There have been instances in which Rudo and state environmental officials did work together to protect the public health. Under the leadership of Bill Holman, then the Secretary for the Department of Environment and Natural Resources, in 1993 Rudo helped several Gaston County residents get bottled water after their wells tested extremely high for benzene, a cancer-causing compound.
The Gaston County situation presents a stark contrast from the recent coal ash case. In the comment section of a form sent to well owners in Gaston County, Rudo wrote: “Please do not use water for ANY purposes as any exposure may pose a significantly increased health and cancer risk over time. DO NOT USE THIS WATER!”
Residents had to wait no more than 72 days for the state to provide alternate water sources, including bottled water and then a permanent well filter, according to court documents. In contrast, well owners in the coal ash contamination case may have to wait until 2018 to receive permanent water replacement.

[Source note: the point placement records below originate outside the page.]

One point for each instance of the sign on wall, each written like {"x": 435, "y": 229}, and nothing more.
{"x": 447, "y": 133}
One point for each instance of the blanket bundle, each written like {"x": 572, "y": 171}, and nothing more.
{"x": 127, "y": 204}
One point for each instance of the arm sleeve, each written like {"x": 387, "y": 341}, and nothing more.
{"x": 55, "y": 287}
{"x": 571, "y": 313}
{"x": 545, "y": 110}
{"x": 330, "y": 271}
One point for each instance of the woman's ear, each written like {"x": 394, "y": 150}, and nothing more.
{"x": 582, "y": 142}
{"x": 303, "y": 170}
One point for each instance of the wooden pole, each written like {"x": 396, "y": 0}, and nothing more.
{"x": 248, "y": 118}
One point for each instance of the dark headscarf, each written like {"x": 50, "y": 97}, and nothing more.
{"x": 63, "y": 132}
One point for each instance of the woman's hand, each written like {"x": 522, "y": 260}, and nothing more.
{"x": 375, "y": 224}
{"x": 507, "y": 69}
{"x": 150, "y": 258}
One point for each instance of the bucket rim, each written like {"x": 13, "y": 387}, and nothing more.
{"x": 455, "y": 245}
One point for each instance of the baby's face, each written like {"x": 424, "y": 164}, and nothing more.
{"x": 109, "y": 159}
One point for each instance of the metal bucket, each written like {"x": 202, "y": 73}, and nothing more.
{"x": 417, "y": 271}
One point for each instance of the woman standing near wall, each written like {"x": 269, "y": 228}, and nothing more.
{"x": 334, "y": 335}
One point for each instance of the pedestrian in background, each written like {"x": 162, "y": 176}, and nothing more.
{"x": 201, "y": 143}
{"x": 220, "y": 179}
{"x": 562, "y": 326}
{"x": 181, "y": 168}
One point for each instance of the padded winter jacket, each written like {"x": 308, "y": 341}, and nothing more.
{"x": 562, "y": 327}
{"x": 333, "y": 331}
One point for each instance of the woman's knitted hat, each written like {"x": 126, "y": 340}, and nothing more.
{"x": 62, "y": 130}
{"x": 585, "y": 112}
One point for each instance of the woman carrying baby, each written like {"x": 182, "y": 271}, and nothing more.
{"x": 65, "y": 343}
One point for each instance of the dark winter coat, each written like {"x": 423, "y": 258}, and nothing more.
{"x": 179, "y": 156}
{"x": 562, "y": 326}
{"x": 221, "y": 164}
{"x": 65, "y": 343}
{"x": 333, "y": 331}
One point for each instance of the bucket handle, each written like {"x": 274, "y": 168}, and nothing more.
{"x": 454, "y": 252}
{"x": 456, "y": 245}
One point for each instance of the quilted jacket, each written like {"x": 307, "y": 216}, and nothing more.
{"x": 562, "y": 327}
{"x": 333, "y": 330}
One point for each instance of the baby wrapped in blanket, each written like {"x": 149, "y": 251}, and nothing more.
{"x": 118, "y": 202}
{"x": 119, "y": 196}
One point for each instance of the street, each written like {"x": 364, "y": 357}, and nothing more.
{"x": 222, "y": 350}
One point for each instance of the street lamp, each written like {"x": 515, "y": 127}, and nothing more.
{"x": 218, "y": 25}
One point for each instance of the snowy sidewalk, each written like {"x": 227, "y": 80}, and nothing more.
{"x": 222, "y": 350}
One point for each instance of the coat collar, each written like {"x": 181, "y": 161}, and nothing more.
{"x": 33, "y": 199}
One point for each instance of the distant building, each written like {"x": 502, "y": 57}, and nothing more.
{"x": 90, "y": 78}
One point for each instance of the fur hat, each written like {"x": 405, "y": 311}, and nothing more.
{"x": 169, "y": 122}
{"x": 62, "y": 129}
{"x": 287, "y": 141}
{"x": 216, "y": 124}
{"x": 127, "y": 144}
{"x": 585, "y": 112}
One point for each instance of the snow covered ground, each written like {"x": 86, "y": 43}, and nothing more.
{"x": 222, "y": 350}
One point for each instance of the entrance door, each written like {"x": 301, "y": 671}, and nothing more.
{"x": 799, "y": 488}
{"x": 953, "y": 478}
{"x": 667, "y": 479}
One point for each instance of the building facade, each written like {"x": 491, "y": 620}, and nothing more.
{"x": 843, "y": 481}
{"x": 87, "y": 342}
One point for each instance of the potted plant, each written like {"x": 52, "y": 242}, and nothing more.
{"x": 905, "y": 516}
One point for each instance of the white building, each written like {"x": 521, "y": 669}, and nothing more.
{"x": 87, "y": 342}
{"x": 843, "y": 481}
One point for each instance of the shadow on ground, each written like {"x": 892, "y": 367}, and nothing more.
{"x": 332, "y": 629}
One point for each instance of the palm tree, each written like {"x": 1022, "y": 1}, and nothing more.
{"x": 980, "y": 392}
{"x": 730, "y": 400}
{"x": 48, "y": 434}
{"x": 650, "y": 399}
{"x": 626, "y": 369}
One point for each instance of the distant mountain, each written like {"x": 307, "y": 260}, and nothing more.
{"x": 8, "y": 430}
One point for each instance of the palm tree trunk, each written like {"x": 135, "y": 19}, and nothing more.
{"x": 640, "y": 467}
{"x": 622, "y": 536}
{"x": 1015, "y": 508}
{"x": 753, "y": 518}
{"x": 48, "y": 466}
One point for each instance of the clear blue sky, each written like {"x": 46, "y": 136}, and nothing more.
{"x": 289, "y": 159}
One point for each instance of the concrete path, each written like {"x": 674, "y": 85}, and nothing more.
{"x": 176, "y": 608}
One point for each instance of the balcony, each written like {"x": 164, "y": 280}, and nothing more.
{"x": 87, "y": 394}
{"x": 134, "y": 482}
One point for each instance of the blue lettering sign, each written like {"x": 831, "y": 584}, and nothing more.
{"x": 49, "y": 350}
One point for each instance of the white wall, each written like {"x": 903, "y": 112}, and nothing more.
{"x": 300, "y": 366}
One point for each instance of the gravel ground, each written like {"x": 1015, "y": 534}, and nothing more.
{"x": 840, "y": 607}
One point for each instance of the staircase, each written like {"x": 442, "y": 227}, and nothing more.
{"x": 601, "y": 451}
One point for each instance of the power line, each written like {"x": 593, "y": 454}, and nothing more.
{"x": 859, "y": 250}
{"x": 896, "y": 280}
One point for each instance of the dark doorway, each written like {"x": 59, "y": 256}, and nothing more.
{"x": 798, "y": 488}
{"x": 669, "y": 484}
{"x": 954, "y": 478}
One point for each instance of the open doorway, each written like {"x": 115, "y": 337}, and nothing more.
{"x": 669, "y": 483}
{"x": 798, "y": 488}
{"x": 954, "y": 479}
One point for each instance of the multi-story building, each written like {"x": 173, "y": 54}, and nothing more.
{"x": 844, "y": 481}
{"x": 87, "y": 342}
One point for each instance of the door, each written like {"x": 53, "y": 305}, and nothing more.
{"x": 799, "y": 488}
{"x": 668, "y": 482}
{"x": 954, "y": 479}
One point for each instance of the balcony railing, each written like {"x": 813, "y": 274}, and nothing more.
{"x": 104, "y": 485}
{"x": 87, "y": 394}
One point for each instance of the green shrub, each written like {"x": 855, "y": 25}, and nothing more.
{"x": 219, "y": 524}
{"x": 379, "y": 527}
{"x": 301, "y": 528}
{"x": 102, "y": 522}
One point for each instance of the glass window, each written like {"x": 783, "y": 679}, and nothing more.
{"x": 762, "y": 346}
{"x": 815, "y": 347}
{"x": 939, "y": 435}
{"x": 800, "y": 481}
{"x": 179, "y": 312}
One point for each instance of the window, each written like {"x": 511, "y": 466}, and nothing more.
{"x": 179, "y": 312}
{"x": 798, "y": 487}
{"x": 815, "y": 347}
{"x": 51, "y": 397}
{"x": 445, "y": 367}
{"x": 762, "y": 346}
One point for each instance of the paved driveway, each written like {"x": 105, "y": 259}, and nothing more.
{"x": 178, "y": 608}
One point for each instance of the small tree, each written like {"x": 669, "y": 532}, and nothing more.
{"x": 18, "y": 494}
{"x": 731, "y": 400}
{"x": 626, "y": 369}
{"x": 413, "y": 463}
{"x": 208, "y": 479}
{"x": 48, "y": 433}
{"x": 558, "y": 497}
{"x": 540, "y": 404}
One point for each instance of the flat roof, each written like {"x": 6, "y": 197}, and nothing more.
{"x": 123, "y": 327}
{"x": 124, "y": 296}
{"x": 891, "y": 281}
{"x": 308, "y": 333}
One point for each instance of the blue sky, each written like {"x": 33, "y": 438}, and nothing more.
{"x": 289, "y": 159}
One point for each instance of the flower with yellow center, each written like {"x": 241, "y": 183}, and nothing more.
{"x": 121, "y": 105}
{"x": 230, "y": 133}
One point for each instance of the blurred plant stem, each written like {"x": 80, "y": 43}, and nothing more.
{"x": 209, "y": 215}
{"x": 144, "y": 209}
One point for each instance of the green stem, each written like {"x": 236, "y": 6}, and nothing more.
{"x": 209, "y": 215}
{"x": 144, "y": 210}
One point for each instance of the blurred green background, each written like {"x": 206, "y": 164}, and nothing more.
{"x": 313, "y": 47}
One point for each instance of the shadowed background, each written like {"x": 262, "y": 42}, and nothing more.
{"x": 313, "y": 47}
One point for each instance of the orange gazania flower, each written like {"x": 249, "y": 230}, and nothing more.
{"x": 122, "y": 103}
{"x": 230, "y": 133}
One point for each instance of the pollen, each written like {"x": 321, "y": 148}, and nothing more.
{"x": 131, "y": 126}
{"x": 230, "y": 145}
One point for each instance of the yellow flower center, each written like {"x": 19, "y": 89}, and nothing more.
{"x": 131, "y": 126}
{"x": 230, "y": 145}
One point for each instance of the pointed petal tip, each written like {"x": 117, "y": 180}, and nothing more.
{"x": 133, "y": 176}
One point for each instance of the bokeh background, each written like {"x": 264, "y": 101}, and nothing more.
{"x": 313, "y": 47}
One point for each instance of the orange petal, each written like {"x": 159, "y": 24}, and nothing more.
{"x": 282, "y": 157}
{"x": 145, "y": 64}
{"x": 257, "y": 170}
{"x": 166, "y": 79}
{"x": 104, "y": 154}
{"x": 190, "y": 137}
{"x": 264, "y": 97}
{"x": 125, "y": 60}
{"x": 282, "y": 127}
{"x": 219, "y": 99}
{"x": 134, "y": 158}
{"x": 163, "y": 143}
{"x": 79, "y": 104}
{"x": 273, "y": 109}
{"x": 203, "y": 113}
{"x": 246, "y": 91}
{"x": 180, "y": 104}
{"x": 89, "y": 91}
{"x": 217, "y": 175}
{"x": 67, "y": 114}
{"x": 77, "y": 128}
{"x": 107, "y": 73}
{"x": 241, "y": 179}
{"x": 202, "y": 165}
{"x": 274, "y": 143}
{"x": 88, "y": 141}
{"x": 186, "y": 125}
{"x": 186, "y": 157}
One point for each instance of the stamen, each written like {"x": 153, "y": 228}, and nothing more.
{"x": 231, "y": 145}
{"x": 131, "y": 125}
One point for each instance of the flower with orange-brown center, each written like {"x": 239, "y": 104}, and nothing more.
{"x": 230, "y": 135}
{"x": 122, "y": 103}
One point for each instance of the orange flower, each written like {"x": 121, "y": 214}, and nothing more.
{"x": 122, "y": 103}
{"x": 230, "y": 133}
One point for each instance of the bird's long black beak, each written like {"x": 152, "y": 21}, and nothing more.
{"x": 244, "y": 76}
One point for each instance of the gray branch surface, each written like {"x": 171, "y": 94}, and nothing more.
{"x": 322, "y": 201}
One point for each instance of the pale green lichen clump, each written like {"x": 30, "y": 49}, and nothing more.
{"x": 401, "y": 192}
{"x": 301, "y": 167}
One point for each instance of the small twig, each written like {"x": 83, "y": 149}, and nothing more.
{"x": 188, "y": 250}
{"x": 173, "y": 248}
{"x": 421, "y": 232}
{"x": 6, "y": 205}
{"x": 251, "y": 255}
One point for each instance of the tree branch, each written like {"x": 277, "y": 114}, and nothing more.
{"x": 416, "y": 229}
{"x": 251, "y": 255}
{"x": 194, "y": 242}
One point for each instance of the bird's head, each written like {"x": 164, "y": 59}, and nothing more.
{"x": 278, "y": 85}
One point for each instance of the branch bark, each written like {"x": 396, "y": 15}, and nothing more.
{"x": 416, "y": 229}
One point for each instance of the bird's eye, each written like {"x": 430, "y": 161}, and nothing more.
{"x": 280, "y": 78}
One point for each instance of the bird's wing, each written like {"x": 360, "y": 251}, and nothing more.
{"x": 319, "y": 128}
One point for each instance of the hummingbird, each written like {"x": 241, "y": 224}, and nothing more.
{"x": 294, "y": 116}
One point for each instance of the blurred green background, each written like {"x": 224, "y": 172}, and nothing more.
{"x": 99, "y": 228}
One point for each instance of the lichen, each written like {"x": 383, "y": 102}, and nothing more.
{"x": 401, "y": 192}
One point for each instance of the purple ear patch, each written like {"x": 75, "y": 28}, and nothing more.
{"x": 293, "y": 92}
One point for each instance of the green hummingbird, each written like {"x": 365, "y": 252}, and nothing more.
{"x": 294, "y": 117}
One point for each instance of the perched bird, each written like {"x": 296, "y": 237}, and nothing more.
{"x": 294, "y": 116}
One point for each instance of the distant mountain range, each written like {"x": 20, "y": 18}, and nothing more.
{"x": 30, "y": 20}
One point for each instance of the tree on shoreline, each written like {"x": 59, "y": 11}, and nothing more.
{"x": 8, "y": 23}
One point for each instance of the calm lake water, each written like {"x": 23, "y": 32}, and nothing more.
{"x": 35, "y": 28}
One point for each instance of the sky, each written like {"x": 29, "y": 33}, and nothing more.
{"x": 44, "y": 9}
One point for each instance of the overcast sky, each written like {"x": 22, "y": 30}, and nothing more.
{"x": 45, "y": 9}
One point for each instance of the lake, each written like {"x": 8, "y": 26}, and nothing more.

The McCrory administration and Republican lawmakers have often denied sound science on environmental issues. For example, former DEQ Secretary John Skvarla theorized that oil is a renewable energy source and lawmakers have passed sea-level legislation that ignores the most recent science about climate change.
This attitude has made it difficult for scientists to do their jobs. “There are so many problems with coal ash in the state. These are huge issues,” Smart said of the recent controversy. “Being a state toxicologist in this environment would be challenging. And I think this is a manifestation of that.”